Cualquiera que fuese el pensamiento de nuestros generales, lo cierto es que la primera

división recibió orden inmediata de ponerse en marcha, mientras Castaños con la tercera y la reserva se dirigía hacia el puente de Marmolejo para pasarlo y atacar a Dupont en Andújar. Ya he dicho que mandaba D. Teodoro Reding la primera división; lo que aún no ha sido escrito por la Historia ni dicho por mí es que yo formaba parte de ella, porque toda la caballería voluntaria había sido incorporada, mejor dicho, fundida en los batallones del ejército, que apenas contaban con la mitad del contingente. A mi amo y a los que le seguían nos tocó formar en las filas del regimiento de Farnesio, mientras que los lanceros de Sevilla fueron casi todos incorporados al regimiento de España.

El día 13 nos separamos de nuestros compañeros y tomamos el camino, mejor dicho, las veredas y trochas que conducen a Menjíbar.
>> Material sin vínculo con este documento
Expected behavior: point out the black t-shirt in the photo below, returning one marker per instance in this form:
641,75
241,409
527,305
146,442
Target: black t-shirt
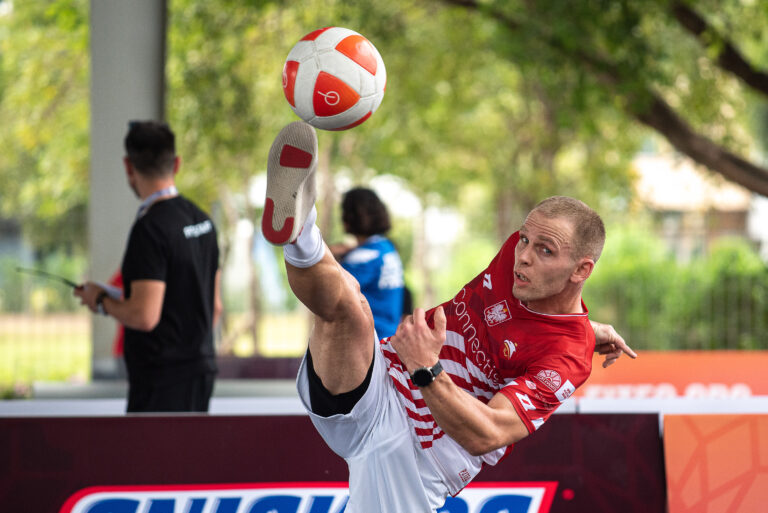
174,242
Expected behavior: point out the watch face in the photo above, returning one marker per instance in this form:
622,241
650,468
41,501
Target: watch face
422,377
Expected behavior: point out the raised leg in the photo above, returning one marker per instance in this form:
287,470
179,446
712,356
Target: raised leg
341,342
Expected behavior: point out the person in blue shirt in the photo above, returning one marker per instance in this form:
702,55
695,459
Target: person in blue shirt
374,261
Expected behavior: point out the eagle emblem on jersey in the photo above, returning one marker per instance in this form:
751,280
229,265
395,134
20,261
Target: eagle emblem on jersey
550,379
496,314
509,349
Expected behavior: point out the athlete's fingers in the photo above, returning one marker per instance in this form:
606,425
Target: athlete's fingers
619,342
610,358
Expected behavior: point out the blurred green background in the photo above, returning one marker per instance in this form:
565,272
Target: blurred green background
489,108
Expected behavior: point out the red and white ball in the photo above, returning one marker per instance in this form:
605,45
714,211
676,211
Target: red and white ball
334,78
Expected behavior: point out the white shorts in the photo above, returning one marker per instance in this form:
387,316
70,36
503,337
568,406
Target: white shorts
388,471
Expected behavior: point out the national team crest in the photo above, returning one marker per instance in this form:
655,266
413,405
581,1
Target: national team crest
509,349
496,314
551,379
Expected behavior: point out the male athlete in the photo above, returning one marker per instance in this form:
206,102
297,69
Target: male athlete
417,415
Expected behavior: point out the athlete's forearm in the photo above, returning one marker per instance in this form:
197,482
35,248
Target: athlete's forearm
479,428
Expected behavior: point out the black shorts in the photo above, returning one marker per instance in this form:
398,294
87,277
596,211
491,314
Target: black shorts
191,394
325,403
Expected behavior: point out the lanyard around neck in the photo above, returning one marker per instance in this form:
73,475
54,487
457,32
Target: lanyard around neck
168,191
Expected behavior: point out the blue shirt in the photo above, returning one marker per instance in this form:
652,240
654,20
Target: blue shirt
377,267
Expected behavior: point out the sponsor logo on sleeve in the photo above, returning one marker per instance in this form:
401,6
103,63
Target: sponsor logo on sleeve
565,391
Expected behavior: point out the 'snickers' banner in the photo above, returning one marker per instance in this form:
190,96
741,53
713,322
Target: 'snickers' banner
198,464
298,497
689,374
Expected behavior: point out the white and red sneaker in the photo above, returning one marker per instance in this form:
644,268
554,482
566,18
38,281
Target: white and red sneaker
291,190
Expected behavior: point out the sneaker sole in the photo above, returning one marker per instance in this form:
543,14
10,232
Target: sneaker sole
290,183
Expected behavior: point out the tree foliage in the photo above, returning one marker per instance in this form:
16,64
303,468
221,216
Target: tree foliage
44,113
674,66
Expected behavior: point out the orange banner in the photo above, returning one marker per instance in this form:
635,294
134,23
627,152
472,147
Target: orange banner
692,374
716,463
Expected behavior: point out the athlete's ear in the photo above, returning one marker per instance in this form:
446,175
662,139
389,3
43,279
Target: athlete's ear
583,270
128,166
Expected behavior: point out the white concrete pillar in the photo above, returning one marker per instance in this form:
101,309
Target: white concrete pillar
127,82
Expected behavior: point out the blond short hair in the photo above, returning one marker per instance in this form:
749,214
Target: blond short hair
588,227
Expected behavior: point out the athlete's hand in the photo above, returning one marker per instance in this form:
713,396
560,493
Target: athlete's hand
608,342
416,343
88,293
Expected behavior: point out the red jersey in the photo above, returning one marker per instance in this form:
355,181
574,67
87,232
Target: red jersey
495,344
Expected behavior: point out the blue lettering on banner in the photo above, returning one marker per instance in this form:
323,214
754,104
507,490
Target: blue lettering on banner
534,497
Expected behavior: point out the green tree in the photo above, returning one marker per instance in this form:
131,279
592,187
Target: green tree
44,112
681,68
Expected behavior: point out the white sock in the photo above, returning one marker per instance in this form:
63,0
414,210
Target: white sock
309,248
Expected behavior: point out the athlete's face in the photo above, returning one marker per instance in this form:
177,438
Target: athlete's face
545,265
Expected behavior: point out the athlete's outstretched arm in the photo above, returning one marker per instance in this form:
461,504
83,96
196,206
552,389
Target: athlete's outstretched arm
608,342
479,428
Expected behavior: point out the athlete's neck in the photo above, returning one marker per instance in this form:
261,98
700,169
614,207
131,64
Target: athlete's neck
556,305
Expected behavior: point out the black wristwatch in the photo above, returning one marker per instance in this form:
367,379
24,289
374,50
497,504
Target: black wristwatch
100,302
423,376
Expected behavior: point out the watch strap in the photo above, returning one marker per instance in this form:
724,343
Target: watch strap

No llegábamos a seis mil; pero éramos buena gente, aunque me esté mal el decirlo. El regimiento de guardias valones, los suizos, el de la Corona, el de Irlanda, el de Jaén, los granaderos provinciales, los fusileros de Carmona, la caballería de Farnesio y las seis bocas de fuego que mandaba D. Antonio de la Cruz, eran piezas respetables, orgullosas de sí mismas. Teníamos por General a un hombre impetuoso, de más arrojo que prudencia; mediano táctico, pero incansable en las marchas. Nuestro Jefe de Estado Mayor, D. Francisco Javier Abadía, era un militar muy entendido, quizás de los mejores que entonces tenía el ejército español, y el coronel puesto al frente

de la artillería pasaba por un oficial de mucho entendimiento en su arma. Nosotros le llamábamos el sainetero, por ser hijo de D. Ramón de la Cruz.

Adelante, pues al llegar a Menjíbar, encontramos la población muy alborotada porque un destacamento francés, enviado a Jaén en busca de víveres, después de saquear horriblemente esta ciudad, había retrocedido a su cuartel general, asolando a su paso la comarca. De Jaén se contaban atrocidades que apenas son creíbles en militares de un país europeo. Dijéronnos que mujeres y niños habían sido inhumanamente degollados, y que igual muerte padecieron dentro de sus mismos hospitales varios frailes agustinos y dominicos enfermos. La consternación de aquellos pueblos era excesiva, y al aproximarse las tropas, acudían en tropel a nuestro encuentro, derramando lágrimas de ira, suplicándonos que no dejáramos vivo un francés, y pidiendo los viejos aún fuertes y los rapaces de doce años que se les dejase marchar entre las filas para ayudarnos. Según nos decían después del saqueo, en los caseríos inmediatos al tránsito, Almenara, Fuente del Rey, Grañena y otros, no habían dejado ni un grano de trigo, ni un azumbre de vino, ni un puñado de paja. Hasta las medicinas de las boticas y de los hospitales de Jaén fueron robadas, y al propio tiempo, ni un carro ni una mula quedaron en todos aquellos contornos.

Muchas familias expoliadas habían acudido a Menjíbar. En la plaza del pueblo dos frailes

escapados a las carnicerías de Jaén, predicaban el exterminio de los franceses. Al ver la indignación de aquella infeliz gente robada y vejada, al ver las mujeres que acudían frenéticas y rabiosas pidiéndonos que vengáramos a sus inocentes hijos, degollados sin piedad en la cuna, comprendí las crueldades de que por su parte empezaban a ser víctimas los franceses cuando se rezagaban.